Converting Email Formats

By Xah Lee. Date:

I have about over 15 years worth of email in my current Apple Mail on my Mac. The earliest there dates to 1996. On average, about every 2 or 3 years, i go thru email conversion. It may be from one email application to another, or export/import from a app's upgrade. In the late 1990s, it was several upgrade with Eudora, and Mac version of Outlook Express. In early 2000s, it was from Outlook Express to Apple Mail, and followed by several version upgrades of Apple Mail that came with new versions of OS X in its fickle beginnings. In these years, i've also used quite a variety of email apps in {Mac, Windows, Unixes}, such as various variants in emacs (rmail, vm, gnus), and several variants of unixes (mail, pine, mutt), and also have used the email app in Netscape Communicator, and during 2002 to 2004, used Windows's Outlook Express at work. Have also for some period tried to use Opera Browser's mail, as well as Mozilla Thunderbird. So, all in all, i've had quite some experience of mail conversions.

Generally speaking, you always lose some data. The conversion may be from a upgrade of the same app, or between different apps, or between different OSes. If the apps in question are typical upgrade/conversion path, popular commercial competing ones, or on the same OS (For example, Eudora, Mac Outlook Express, Netscape Communicator, in late 1990s era, or Apple Mail upgrades in early 2000s), there may be built-in menu command for importing your mail. Otherwise you are out of luck, and have to do manual tech geeking with possibly few day's worth of probing and text processing. After the import, some foreign characters are likely to be faaked up, some header will be faaked such as date or subject, the read/unreaded will be gone, formatting of lines can be faaked up, plain-text vs html vs rich can be faaked, thread info if it exist will certainly be gone, rating/priority/marking or such features will be gone, attachments can be lost.

Although, the most important part, the text themselfs, will largely be preserved.

There are many many reasons of these conversion faaking problems. First of all, it's due to there being no one standardized and robust email format. There is this mbox plain text format, invented by the motherfaaking unixers. Almost no 2 email apps that uses seemingly same mbox format are actually the same, and some, such as Mac Microsoft Outlook, uses a database system (which is very good!). Then, it's due to non-precise and badly designed RFC mail protocols invented by the motherfaaking unixers. (RFC = Really Faaking Common.) Then, there's several formats for rich text email (i.e. Enriched text, HTML e-mail, MIME.), none of which is near precise. (The Apple motherfaaking fanatics, in early 2000s, tried to push its Enriched text format as the standard instead of HTML mail) Then, there's also EOL char disagreement among Unix, Mac, Windows. Then, there's transmission encoding issue, since the unixer faakfaces's mail protocol only does 7-bits ascii. Then, there's the char set issues (For example, for different languages), especially in the 1990s or early 2000s, resulting incorrectly encoded charset or incorrectly tagged charset label. Then, each email app may have its own features, such as various markings (For example, read/unread, replied/unreplied, mail priority), and there's features of link to reply, threading, etc.

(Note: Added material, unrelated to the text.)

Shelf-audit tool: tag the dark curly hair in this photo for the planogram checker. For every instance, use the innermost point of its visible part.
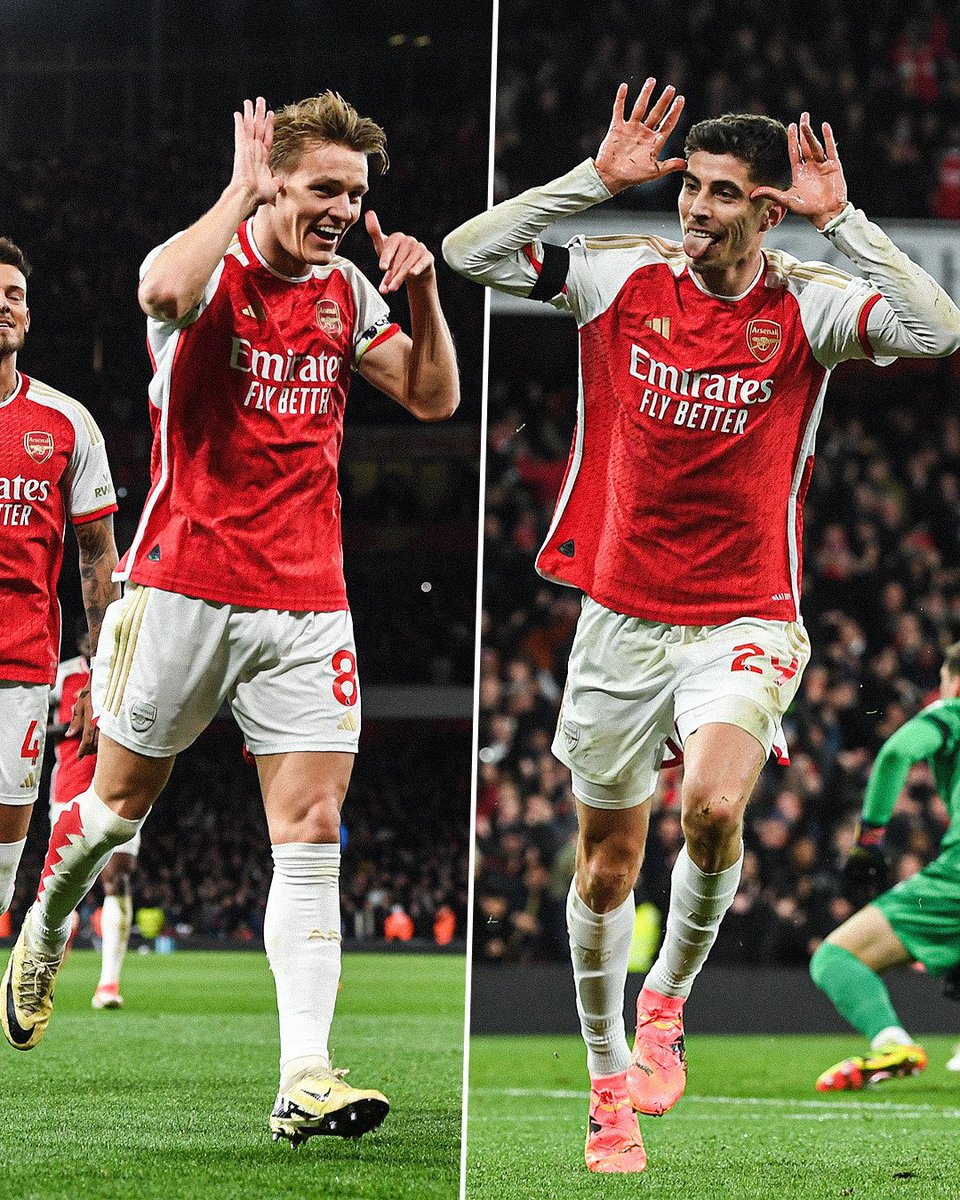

See also: Unix and the mbox Email Format, Unix, RFC, Line Truncation

As to what i'm going to do for my Apple Mail email archive… i'm not sure yet. Apple Mail uses “.emlx”, while Windows Mail uses “.eml”, both are variants of one file per mail plain text format. I could spend a few hours to marshal my Apple Mails and put them in a dir structure and coax windows mail to import or see it. It will probably take a day, and the result import will probably not be that great. Or, i could just leave my Apple Mail in plain text as a historical archive, to be searched by grep. We'll see.